『「百人斬り競争」と南京事件』(追記あり)
先ほど買い物に出た時に買って帰ったばかりですが。
目次
はじめに
第一章 「百人斬り競争」を生み出した戦争社会
第二章 「百人斬り競争」の傍証−−日本刀と軍国美談と国民
第三章 「百人斬り競争」の証明(1)
第四章 「百人斬り競争」の証明(2)
補論 「百人斬り競争」はなぜ南京軍事裁判で裁かれたのか
おわりに
あとがき
脊髄反射する人種もいるので言わずもがなの補足をしておけば、「百人斬り競争」の証明というのは「当時新聞で報道された通りのことがあった」という証明を意味するわけではない。

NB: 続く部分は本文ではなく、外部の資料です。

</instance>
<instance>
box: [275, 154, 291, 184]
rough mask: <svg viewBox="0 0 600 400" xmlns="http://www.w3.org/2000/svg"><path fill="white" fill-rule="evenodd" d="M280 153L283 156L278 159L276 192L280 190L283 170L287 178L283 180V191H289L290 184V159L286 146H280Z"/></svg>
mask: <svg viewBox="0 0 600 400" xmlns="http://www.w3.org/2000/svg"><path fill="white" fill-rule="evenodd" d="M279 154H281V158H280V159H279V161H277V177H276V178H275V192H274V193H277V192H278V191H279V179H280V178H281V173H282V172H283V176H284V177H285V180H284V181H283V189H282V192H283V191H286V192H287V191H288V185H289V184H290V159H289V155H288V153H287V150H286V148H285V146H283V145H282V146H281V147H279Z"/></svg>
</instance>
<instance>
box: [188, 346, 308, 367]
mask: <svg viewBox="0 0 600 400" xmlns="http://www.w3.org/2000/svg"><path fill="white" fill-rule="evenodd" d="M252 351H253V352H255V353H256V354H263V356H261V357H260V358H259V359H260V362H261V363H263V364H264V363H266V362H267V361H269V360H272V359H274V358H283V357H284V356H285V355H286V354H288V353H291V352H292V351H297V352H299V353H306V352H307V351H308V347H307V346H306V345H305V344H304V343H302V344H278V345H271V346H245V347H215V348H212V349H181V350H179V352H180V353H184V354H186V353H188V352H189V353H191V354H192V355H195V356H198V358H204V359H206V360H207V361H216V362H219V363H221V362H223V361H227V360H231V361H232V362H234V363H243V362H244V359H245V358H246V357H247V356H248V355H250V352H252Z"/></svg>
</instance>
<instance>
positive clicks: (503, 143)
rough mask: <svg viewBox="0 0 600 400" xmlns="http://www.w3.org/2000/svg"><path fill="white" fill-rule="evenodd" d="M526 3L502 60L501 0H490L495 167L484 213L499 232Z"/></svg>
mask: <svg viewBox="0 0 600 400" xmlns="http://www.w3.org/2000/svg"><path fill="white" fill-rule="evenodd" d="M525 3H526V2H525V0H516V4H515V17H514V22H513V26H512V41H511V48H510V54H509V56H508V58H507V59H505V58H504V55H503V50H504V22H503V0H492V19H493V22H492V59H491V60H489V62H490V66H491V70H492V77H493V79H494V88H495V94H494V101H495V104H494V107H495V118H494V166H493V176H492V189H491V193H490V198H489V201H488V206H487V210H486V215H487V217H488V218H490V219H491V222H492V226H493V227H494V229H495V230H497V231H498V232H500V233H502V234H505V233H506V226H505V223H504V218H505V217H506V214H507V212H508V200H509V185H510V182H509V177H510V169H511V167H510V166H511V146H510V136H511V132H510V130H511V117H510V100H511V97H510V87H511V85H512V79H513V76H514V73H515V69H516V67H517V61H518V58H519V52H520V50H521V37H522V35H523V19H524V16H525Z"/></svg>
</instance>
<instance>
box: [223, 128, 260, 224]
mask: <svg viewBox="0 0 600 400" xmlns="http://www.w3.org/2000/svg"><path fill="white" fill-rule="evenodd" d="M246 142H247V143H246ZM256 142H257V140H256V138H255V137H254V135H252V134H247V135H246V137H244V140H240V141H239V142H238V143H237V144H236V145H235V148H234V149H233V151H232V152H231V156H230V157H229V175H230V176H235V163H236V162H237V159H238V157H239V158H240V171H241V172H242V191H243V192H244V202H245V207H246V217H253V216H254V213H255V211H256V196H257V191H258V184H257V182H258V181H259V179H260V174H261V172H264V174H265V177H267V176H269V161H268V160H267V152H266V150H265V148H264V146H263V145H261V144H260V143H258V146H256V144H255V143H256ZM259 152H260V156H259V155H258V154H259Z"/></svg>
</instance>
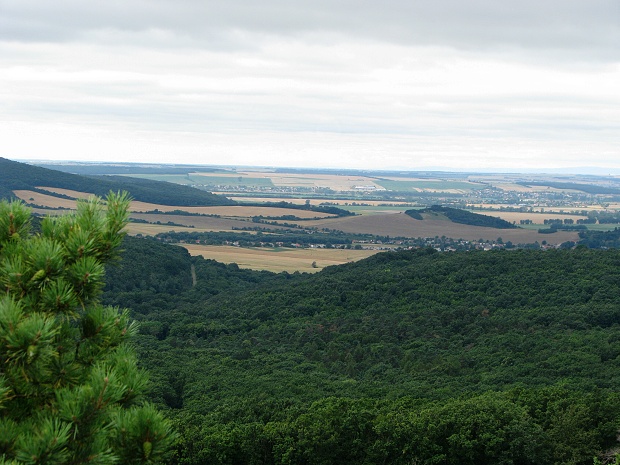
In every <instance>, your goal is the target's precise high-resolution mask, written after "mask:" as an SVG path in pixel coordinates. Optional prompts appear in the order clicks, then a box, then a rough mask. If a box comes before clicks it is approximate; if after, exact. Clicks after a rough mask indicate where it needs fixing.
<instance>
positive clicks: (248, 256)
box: [182, 244, 379, 273]
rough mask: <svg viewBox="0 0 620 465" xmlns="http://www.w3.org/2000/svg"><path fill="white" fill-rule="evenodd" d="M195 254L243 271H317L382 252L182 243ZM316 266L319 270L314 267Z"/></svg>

従来はどうしても否定派に対抗するかたちでなされてきた、つまりは後手に回っている感がなきにしもあらずだった「百人斬り」についての研究が一冊にまとめられた(一冊丸々のスペースを割り振って発表された)ことの意味は大きい。過去に出版された著作の一部、雑誌論文、さらにはネット上のコンテンツをあわせれば相当な量の研究の積み重ねはあったわけだが、あちこちに散在している情報を通読するのはやはり並大抵のことではないからである。
読了したらまた改めてご報告させていただきます。
6月25日追記:一通り読了しました。読みどころの一つは第一章、第二章で豊富に紹介されている「○○人斬り」の報道例でしょう。両少尉の「百人斬り」以外にも多くの「○○人斬り」が報じられていたことについてはすでに小野賢二氏が調査し、『季刊 戦争責任研究』の第50号(05年12月)で紙面の写真とともに紹介されていますが、地元の図書館や書店で閲覧・入手するのが容易ではない媒体だけに、今回多数の例が紹介されたのは意味のあることでしょう。「百人斬り」のケースだけを単独で問題にして「捏造記事に決まっている」などと論じることの無意味さが直ちに了解できます。また、第一章で紹介されている資料、『日本刀の近代的研究』(海軍大佐小泉久男、丸善、1933年)もたいへん示唆に富むものです。第一次上海事変の戦訓を海軍砲術学校が調査した結果で、そのなかには「据え物斬り」(著者の分類)で42人を斬ったという「切れ味至極」な日本刀の例が紹介されています。「刀身は何ら異常なしといえども、骨を切りしときの跡かと思われ刀身の物打の部に白けて見ゆる部あり」というのが調査時の状態でした。山本七平的な頭ごなしの否定論は、日本軍によって公式に、あらかじめ論駁されていたと言ってよいでしょう。
「百人斬り」をめぐる議論において無視できない論点に「なぜこの二人が?」というものがあります。補論では戦後の戦犯裁判においてこの二人が戦犯として選定された経緯についても詳しく触れられていますが、「はじめに」では日本人が考える以上に中国人にとって「百人斬り」が「南京大虐殺」の重要な構成要素となっていることが(アンケートや教科書の記述の分析を通じて)指摘されています(ホドロフスキさんも李監督の『靖国』の背後に、日本刀に対する中国人の特有の認識があるのではないか、といった指摘をされていました)。強い情動をともなう記憶をもたない者は「どうせ問題にするならより組織的、構造的な事柄を…」と考えがちですが、「距離のない殺人」は殺す側だけでなく殺される側(正確には殺されかけて生き残った人や目撃した人、でしょうが)にも強い衝撃を与えるであろうことは予測できます。9.11以降のイスラーム過激派の表象にしても、あの「首切り」という殺害方法はかなり強調されています。ただ、「中国人の死生観」に言及した部分については、更なる考証が必要であるように感じました。